On va sans doute nous dire que l’Islande n’exporte que ce qu’elle juge visible par les continentaux, à savoir un mix plaisant de paysages typés, de personnages gravés dans la glace et de folklore savamment dosé. Sans doute. Il n’empêche que ce n’est pas cette nouvelle livraison qui entamera le capital sympathie de ce pays encore très rare sur nos écrans.
Résolument dans l’air du temps, Woman at war fait de son héroïne une éco warrior un peu atypique, résolue à faire capoter les projets du pays de s’allier à la Chine pour une exploitation lourde des ressources contribuant directement à la catastrophe climatique que nous avons déjà bien entamée. Sabotage sur la lande sauvage pour cette Lara Croft à la cinquantaine flamboyante, chorale le reste du temps : la comédie un peu loufoque est clairement assumée dans l’exposition, soulignée par un running gag mettant un touriste hispanophone en porte à faux avec les autorités, toujours au mauvais endroit au mauvais moment. S’ajoute à cet emploi du temps chargé l’arrivée imprévue d’une fille adoptive l’attendant en Ukraine, et les ficelles sont tendues comme les lignes à haute tension qu’elle dézingue à l’arc.
Le film parvient à tenir une ligne de crête tout à fait plaisante : la comédie du jeu au chat et de la souris avec les autorités, les préoccupations plus grinçantes sur le terreau écologique et surtout idéologique, lorsque les revendications de la « Femme des montagnes » se trouvent détournées par les médias qui en font la terroriste idéale, et le portrait de femme décidant de prendre en main le sort de la planète par les deux cornes : la question globale de l’environnement, et celle individuelle de l’orpheline à recueillir.

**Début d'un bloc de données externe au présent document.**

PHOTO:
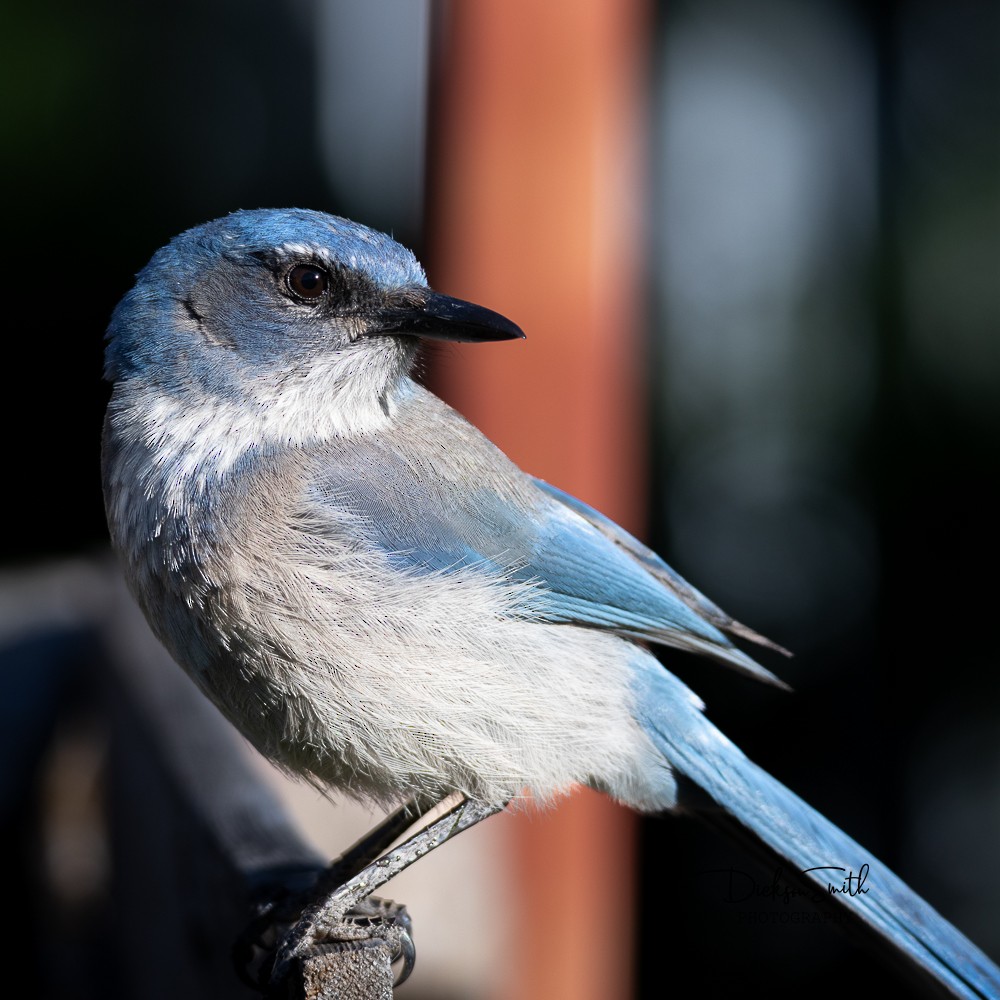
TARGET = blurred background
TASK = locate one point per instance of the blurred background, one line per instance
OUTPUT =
(754, 246)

S’ajoute une fantaisie transgressive assez amusante : la musique du film, qu’on pense off, se révèle in par la présence à l'écran d’un trio de musicien, bientôt en alternance avec un chœur de trois femmes : l’un islandais, l’autre ukrainien, symboles en attente de fusion pour que la famille désirée puisse émerger. Si l’idée est un peu trop redondante, la place accordée aux musiciens, témoins muet mais actifs (voir la façon dont ils allument la télé pour éveiller la conscience de l’héroïne sur son image dans les médias) est originale et évolutive, et distille des repères qui ponctuent le récit en lui donnant progressivement la tonalité d’une fable.
La géométrie variable du genre lui permet aussi de dévier vers une sorte de survival assez revigorant, qui fait la part belle aux matières (la tourbe, l’eau glacée ou la source d’eau chaude, la glace, le corps chaud du bétail) et donne à l’héroïne un caractère presque primitif qui permet à son personnage de s’épaissir considérablement sans s’embarrasser de vains discours. La sœur jumelle permet en outre un duo plutôt original et ménage (avec quelques grosseurs dans les ressorts, il est vrai) un dénouement qui prend des allures de conte, sans pour autant occulter la gravité qui motivait en premier lieu. Le plan ultime, immergeant les personnages jusqu’à la taille, montre avec lucidité qu’on peut se ménager un répit dans le monde sans que sa course folle n’en soit pour autant entravée. Acide épilogue pour un film moins fantasque qu’il n’y parait, et qui nourrit sa trajectoire d’un pessimisme courageux.